É a choradeira costumeira. Entregam o exame e rogam pela piedade do professor no acto da correcção. “Veja lá, só me falta esta cadeira para acabar o curso”, atiram para cima de mim. Ou variantes da melúria que vão dar sempre ao mesmo. Isto, sinceramente, incomoda-me. Já me convenci que o desconforto não tem ligação com o coração empedernido – que esse é outro achaque que não se mistura com o dilacerante apelo à comiseração com alunos aflitos.
O pior nem é a coacção psicológica que os alunos exercem (quero-me convencer que em alguns casos nem dão conta do que fazem; noutros, a coacção psicológica aparece bem vincada). O pior é a choradeira conduzir à falta de rigor, caso o pranto sem lágrimas levasse a lugar algum. Se esse fosse o caso, levava em consideração o pedido de piedade deste ou daquele aluno.

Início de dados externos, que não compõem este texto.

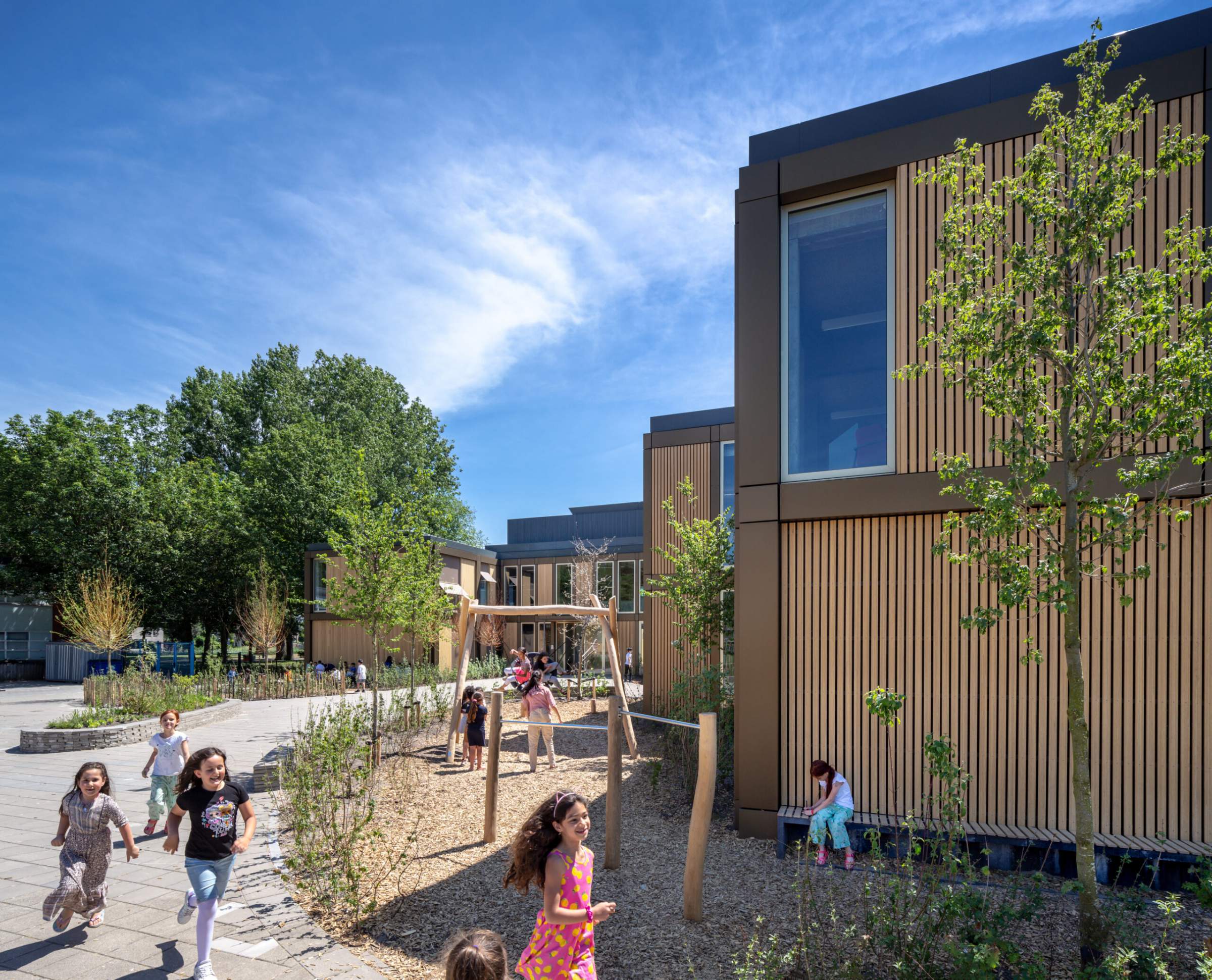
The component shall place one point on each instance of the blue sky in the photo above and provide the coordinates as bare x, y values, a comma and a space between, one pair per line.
523, 211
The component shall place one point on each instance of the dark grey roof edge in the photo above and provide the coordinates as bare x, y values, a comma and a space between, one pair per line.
1143, 44
471, 550
549, 549
692, 420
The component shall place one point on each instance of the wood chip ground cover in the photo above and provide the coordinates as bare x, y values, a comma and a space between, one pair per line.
435, 812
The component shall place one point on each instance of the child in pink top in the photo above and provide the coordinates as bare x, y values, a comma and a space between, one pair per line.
537, 706
549, 851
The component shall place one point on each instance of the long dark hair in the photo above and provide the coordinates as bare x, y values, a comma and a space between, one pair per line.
76, 783
188, 778
536, 840
476, 955
820, 767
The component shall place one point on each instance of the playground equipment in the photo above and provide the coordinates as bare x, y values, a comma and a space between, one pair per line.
470, 616
616, 735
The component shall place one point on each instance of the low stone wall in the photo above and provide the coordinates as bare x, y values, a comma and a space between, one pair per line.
76, 739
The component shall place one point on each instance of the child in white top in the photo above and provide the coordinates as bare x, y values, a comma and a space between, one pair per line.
170, 749
831, 812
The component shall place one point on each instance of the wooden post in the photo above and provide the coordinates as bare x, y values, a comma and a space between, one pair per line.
466, 638
490, 787
615, 784
700, 820
617, 674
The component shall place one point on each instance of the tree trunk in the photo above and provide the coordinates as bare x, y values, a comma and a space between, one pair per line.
1091, 933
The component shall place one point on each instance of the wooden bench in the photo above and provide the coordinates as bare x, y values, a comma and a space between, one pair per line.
1009, 836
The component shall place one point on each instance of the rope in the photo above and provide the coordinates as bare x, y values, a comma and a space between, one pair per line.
558, 725
655, 718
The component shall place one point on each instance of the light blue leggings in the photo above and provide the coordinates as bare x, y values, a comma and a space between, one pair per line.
834, 818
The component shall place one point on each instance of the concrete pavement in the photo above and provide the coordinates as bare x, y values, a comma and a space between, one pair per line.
261, 935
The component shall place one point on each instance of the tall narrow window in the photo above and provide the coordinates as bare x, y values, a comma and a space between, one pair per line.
838, 302
627, 587
605, 581
319, 587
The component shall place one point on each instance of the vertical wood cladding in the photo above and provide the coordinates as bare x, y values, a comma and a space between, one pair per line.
867, 605
671, 465
931, 417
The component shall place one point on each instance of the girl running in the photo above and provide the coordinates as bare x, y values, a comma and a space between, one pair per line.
170, 749
85, 814
832, 811
211, 802
549, 852
476, 955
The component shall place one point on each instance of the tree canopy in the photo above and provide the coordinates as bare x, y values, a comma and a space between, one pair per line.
186, 501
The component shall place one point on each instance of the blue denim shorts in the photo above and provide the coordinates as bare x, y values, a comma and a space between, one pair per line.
209, 879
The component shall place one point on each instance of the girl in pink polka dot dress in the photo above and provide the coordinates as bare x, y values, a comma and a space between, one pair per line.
549, 852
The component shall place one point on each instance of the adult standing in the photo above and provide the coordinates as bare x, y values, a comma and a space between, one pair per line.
537, 706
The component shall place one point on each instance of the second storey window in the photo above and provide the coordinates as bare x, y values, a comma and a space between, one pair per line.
838, 314
319, 587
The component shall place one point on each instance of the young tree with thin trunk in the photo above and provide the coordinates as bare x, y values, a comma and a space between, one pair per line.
262, 612
1049, 330
102, 613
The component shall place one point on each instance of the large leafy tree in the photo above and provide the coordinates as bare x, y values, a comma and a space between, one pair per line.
1046, 331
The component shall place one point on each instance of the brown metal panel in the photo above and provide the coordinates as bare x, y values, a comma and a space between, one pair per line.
758, 271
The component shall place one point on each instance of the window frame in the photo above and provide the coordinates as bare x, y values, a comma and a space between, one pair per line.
619, 583
598, 581
786, 211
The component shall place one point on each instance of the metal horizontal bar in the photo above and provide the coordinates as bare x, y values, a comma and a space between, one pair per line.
655, 718
557, 725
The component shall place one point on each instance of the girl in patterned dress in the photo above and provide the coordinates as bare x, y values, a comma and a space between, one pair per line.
85, 814
549, 851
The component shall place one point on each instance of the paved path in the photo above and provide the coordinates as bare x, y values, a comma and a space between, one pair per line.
261, 936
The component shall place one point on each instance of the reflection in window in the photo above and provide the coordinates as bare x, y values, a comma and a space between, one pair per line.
627, 587
838, 366
605, 581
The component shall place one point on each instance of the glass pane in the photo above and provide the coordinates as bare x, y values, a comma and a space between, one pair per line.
605, 581
838, 336
627, 587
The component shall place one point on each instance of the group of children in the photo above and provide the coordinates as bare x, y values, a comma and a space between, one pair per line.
181, 783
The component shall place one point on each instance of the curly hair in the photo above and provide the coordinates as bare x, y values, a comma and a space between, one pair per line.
536, 840
188, 778
476, 955
76, 783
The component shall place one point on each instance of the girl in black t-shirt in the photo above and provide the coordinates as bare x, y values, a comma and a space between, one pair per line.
213, 803
476, 716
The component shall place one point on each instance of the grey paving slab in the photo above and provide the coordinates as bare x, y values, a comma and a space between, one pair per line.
141, 938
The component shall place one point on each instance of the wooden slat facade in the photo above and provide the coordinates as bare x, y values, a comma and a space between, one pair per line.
930, 417
670, 467
866, 604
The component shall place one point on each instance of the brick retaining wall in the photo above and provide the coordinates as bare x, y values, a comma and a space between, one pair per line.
73, 739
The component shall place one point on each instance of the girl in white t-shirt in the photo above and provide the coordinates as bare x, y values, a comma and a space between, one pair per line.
831, 812
170, 749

Fechava os olhos aos erros e às omissões, desatando a creditar valores atrás de valores sem haver merecimento para tal. Ao fazê-lo, cometia uma tremenda injustiça pela mão das diferentes bitolas usadas. Uma, mais generosa, para os que tivessem estendido a mão em jeito de peditório pessoal. A outra, sem favores, aos que por timidez ou vergonha tivessem entregue o exame em silêncio. O pior de todos os males, contudo, seria a indulgência com a mediocridade.
Dir-me-ão que não posso fazer extrapolações do comportamento. Que ele deve ser isolado num contexto muito particular – as necessidades que desfilam ao longo do percurso académico dos estudantes, às vezes a ansiedade que os desassossega. Eu vou mais longe. Extrapolo. Este é um comportamento que vem de fora para dentro, da sociedade que somos todos para o microcosmos da universidade. A universidade reproduz um leque de comportamentos observados no exterior. Onde quero chegar? A um dos expoentes da mediocridade que nos consome: com duas palmadinhas nas costas, tudo se resolve. Convencidos que, de uma maneira ou de outra, tudo se consegue, os mais relapsos (que, por efeito de contágio, tendem a ser cada vez mais numerosos) não tiram de si o melhor dos esforços. Sabem que uma “palavrinha” no momento certo comove o interlocutor, demove-o caso esteja renitente em arrefecer o rigor. Leva o interlocutor à piedade que é o miasma da vida grupal.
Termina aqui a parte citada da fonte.